For a continued fraction, we may consider its "left shifts" $$G([a_1, a_2, a_3, \cdots ]) := [a_2, a_3, a_4, \cdots, ], $$ (that is, $G$ denotes the Gauss map).
I would like to construct a continued fraction $x := [a_1, a_2, a_3, \cdots ]$ for which $$\lim_{n \to \infty} G^{2n}(x) = \frac{1}{3}. $$ (I believe the question could be formulated for any number in $(0, 1)$, not only for $1/3$).
I am not exactly sure how to proceed with the above problem. I am not exactly sure what the relationship is between the above convergence and the even iterates of the Gauss map.

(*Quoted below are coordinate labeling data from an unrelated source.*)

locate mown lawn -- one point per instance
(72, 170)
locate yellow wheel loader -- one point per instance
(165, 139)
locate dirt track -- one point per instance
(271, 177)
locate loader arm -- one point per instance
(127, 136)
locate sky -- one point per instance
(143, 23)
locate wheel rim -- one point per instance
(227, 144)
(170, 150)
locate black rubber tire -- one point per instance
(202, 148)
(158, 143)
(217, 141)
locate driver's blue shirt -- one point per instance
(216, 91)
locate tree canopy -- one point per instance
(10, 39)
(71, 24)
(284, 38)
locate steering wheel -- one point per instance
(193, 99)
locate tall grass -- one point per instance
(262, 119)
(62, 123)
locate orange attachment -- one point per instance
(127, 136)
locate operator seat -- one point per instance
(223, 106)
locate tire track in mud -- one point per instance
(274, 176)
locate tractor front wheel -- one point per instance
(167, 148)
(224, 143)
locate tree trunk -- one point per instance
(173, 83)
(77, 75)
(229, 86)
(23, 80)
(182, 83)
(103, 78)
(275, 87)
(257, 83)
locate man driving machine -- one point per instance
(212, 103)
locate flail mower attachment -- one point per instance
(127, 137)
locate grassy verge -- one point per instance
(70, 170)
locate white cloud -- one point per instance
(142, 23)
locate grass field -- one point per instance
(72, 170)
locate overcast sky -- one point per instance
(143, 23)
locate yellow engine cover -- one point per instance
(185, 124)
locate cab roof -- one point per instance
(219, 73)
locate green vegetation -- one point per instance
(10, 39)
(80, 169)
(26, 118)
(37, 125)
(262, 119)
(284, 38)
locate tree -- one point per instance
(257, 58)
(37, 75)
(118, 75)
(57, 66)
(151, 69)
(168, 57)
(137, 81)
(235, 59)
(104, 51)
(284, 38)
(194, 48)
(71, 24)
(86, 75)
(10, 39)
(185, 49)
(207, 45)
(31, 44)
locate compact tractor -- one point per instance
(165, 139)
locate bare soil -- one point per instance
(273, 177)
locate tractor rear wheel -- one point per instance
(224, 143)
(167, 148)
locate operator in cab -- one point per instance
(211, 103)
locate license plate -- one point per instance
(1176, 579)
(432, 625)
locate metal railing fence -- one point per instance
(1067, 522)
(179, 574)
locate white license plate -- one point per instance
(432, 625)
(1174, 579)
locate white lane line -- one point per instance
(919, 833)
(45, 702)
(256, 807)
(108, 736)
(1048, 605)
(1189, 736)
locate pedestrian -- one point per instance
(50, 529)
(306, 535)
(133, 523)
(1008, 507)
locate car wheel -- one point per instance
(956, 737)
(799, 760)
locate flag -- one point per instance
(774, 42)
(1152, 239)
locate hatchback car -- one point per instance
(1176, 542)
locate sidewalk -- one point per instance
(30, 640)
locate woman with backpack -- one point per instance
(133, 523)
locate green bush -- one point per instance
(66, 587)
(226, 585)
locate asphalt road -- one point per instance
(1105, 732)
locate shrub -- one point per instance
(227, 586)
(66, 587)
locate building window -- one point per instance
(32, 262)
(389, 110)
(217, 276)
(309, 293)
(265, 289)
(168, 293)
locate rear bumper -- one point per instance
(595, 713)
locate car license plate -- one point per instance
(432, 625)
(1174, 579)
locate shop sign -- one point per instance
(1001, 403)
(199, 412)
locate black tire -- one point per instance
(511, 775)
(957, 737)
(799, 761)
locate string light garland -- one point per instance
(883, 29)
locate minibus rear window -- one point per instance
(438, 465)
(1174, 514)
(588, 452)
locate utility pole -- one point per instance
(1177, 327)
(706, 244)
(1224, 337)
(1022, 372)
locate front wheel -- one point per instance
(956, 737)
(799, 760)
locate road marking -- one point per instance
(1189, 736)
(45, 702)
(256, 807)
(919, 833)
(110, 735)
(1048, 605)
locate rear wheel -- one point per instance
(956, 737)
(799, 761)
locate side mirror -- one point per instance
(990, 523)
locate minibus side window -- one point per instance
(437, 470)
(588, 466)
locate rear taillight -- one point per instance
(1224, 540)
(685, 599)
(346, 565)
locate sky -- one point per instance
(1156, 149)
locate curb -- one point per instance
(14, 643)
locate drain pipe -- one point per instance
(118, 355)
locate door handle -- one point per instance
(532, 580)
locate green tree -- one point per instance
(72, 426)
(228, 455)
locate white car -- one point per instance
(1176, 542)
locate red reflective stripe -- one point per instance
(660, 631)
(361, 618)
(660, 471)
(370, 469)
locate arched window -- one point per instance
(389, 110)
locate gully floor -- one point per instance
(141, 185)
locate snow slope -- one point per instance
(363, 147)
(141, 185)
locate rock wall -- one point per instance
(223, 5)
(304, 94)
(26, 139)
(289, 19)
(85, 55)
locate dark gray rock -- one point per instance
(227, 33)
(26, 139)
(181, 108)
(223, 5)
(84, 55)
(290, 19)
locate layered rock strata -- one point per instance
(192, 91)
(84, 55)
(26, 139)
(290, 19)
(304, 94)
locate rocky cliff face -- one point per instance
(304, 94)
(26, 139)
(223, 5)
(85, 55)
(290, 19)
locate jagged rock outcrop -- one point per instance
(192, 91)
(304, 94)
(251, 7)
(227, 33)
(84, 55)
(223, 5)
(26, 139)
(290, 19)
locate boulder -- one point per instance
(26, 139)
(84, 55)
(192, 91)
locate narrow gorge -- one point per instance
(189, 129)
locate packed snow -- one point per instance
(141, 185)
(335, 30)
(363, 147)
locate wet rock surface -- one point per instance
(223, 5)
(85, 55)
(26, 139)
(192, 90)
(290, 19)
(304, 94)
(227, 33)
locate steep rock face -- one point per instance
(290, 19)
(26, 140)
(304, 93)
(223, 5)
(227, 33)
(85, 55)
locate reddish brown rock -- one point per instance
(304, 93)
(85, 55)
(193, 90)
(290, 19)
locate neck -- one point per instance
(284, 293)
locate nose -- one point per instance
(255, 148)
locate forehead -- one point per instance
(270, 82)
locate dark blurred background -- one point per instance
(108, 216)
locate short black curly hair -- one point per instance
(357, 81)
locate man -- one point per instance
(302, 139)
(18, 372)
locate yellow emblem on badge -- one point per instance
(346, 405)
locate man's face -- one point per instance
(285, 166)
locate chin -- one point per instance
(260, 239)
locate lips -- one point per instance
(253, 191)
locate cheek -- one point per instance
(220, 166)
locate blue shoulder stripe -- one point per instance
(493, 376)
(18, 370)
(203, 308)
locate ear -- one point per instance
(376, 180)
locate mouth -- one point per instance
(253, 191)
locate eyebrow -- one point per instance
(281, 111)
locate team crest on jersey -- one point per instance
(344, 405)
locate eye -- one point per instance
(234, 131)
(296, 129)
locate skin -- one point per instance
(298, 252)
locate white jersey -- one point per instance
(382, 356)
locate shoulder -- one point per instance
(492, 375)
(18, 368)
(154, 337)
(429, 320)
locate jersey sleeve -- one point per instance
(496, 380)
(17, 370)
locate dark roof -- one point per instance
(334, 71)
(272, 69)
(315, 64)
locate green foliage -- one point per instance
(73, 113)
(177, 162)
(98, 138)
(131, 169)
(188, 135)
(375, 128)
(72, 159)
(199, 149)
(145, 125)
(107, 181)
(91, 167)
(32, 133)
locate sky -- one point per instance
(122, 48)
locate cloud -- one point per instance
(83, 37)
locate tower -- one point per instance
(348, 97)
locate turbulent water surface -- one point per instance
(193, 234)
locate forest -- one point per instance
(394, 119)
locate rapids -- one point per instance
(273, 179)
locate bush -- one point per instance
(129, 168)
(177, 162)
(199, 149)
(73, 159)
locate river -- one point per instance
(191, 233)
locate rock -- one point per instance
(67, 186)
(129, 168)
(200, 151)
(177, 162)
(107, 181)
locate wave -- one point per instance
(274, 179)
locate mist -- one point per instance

I thought there is some relationship between the even iterates of the Gauss map and the convergents of a continued fraction $[a_1, a_2, \cdots]$, but I am not sure about it. According to All Even-Numbered Convergents of a Finite Continued Fraction Are Less Than the Value , if $(p_n)_{n \in \mathbb{N}}$ and $(q_n)_{n \in \mathbb{N}}$ are the convergents of $\{a_1, a_2, a_3, \cdots \}$, defined as $$p_0 := 0, p_1 := 1, p_n := a_n p_{n - 1} + p_{n - 2} \text{ for } n \geq 2 $$ and $$q_0 := 1, q_1 := a_1, q_n := a_n q_{n - 1} + q_{n - 2} \text{ for } n \geq 2,$$ we then have $$\frac{p_n}{q_n} = [a_1, a_2, \cdots, a_n] $$ for every $n \geq 1$ and the sequence $$ \left( \frac{p_{2n}}{q_{2n}} \right)_{n \in \mathbb{N}} $$ is increasing. Does this imply that the sequence $(G^{2n}(x))_{n \in \mathbb{N}}$ would be increasing or decreasing?